Procedural Posture: The parties appealed two district court decisions denying requests to seal various confidential exhibits attached to the parties’ pre-trial and post-trial motions. The appeals were consolidated. CAFC reversed and remanded.

  • Appellate Jurisdiction: CAFC had jurisdiction over the immediate appeals of the district court’s interlocutory orders under the collateral order doctrine since the appealed orders (1) conclusively determined the disputed question, (2) resolved an important issue completely separate from the merits of the action, which in this case was the balance between the public’s interest in understanding judicial proceedings and the parties’ right to access the courts without being unduly required to disclose confidential information, and (3) were effectively unreviewable on appeal from final judgment, since confidential information cannot be made secret again once revealed.

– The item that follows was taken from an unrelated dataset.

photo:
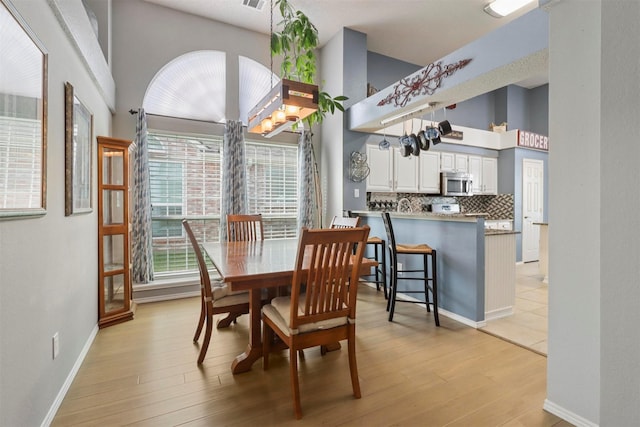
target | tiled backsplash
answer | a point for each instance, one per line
(497, 207)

  • Sealing/Unsealing Judicial Records: In deciding whether to seal documents, a court must balance the public interest and the interest of the party seeking to seal. The Ninth Circuit has a strong presumption in favor of public access to court records, which can be overcome by sufficiently compelling reasons. An exception to the presumption of public access exists with respect to attachments to non-dispositive motions. To preserve the secrecy of such sealed discovery documents, the Ninth Circuit requires only a showing of good cause under Fed. R. Civ. P. 26(c). Here, the district court committed legal error in applying the “compelling reasons” standard when it should have applied the “good cause” standard. Nonetheless, CAFC found the documents at issue should have been sealed even under the “compelling reasons” standard. In reaching the determination that the district court abused its discretion by ordering the documents to be unsealed under the compelling reasons standard, CAFC found that the parties could suffer competitive harm if the documents were not sealed, and that the public interest in the documents was minimal given they were neither bases for the damages award nor essential to the court’s rulings on the pre-trial motions. CAFC also found that shareholders’ interests in determining financial risks, and consumers’ interests in manufacturing and pricing decisions, are not relevant to the balancing test. Accordingly, CAFC reversed the district court’s decisions and remanded.